Your core competencies
Core competencies are essentially the services or products you provide.
For example, if you’re an accountancy firm, you wouldn’t outsource the accounting consultancy part of the business.
The goal of outsourcing is to give you more time to focus on your core competencies, not to do the job for you.
Remember, these are services you’re the expert on and what you’ll be building your reputation on, so you wouldn’t want to trust someone else to provide the service for you.
Serious HR problems
HR and recruitment are some of the most common functions that businesses outsource.
But when it comes to more severe HR problems, like conflict resolution within the business or serious disciplinary issues, this is something you’ll want to retain in-house.
For one, you don’t want to be seen as ‘passing off’ serious problems to someone else and ignoring them inside the business.
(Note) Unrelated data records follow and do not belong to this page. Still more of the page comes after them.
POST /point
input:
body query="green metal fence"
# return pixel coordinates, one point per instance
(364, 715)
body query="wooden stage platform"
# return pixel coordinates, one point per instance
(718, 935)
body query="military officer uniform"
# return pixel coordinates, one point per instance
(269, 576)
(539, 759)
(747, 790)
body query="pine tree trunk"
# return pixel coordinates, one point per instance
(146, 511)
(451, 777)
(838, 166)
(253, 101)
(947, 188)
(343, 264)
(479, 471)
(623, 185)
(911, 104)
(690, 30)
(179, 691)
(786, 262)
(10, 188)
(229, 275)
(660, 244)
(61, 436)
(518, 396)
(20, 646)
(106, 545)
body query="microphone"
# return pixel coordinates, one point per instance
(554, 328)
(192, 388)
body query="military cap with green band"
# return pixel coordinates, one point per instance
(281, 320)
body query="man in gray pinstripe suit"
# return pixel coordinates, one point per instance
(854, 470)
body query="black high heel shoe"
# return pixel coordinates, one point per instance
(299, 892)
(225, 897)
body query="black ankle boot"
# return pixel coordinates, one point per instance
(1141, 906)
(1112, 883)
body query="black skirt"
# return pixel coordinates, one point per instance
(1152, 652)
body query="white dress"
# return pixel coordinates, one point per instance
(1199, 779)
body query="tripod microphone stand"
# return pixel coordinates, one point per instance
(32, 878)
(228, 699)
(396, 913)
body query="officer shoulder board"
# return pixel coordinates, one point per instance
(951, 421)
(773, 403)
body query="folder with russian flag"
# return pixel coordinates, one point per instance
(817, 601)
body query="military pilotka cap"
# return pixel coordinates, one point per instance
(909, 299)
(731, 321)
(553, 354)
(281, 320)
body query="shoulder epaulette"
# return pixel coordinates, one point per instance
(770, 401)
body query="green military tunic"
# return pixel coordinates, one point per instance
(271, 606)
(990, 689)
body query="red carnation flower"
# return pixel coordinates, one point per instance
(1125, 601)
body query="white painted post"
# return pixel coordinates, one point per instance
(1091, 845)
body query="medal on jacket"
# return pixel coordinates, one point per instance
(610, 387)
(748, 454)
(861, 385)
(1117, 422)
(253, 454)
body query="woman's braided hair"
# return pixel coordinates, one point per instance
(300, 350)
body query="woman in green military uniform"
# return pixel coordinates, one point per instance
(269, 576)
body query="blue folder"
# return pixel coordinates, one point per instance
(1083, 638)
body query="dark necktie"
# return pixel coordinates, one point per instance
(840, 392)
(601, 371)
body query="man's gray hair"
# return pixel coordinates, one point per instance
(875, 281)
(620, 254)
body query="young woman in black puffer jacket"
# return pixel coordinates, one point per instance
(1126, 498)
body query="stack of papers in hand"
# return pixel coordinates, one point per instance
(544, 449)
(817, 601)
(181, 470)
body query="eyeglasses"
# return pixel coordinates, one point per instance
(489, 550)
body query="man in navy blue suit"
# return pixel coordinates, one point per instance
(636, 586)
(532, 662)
Plus, how these problems are handled can have long-lasting implications, so you’ll want to deal with them yourself to ensure they’re resolved effectively.
Management and key senior personnel
Management consultancies are big business, and it’s common to bring them in when directors need help with the strategic positioning or direction of the company (for instance, when you’re looking to cut costs or increase revenue).
But your business is built around a core team of managers and key senior people who’ll be responsible for the overall running of the company – this is something you’ll want to retain control of in-house.
These senior people set the tone for the business.
Everything from culture to profitability runs through them – so you don’t want to hand this over to an outsourced provider who doesn’t fully understand your business.
When it costs more to outsource than hire in-house
One of the most common reasons for outsourcing is getting access to expertise at a lower cost than it would take to hire in-house.
Marketing is a prime example.
You could spend £3,000 a month in salary for one manager or spend the same on a consultancy and get access to many more skills, from strategy to research to copywriting, SEO, PPC and much more.
In this scenario, outsourcing to an agency could make more sense.
A virtual receptionist is the same.
You could hire one receptionist for £30,000 a year, plus all the additional tax, insurance and admin that comes with hiring a full or part-time employee.
Or you could hire a virtual receptionist service and get a whole team of call handlers who provide a more reliable service at a fraction of the cost.
However, sometimes, it might be the case that outsourcing could be more expensive than hiring someone in-house.
So you should always research these costs before committing.
Strategic outsourcing is the answer to filling skills gaps
While outsourcing has many benefits, it can just quickly become an expensive exercise if you fail to research the roles and providers you want to bring in from outside.
Before committing to outsourcing, make sure you’re clear on the goals and objectives you want to achieve.
This will be hugely beneficial when you’re trying to judge whether you’re getting a good ROI from your outsourced investment.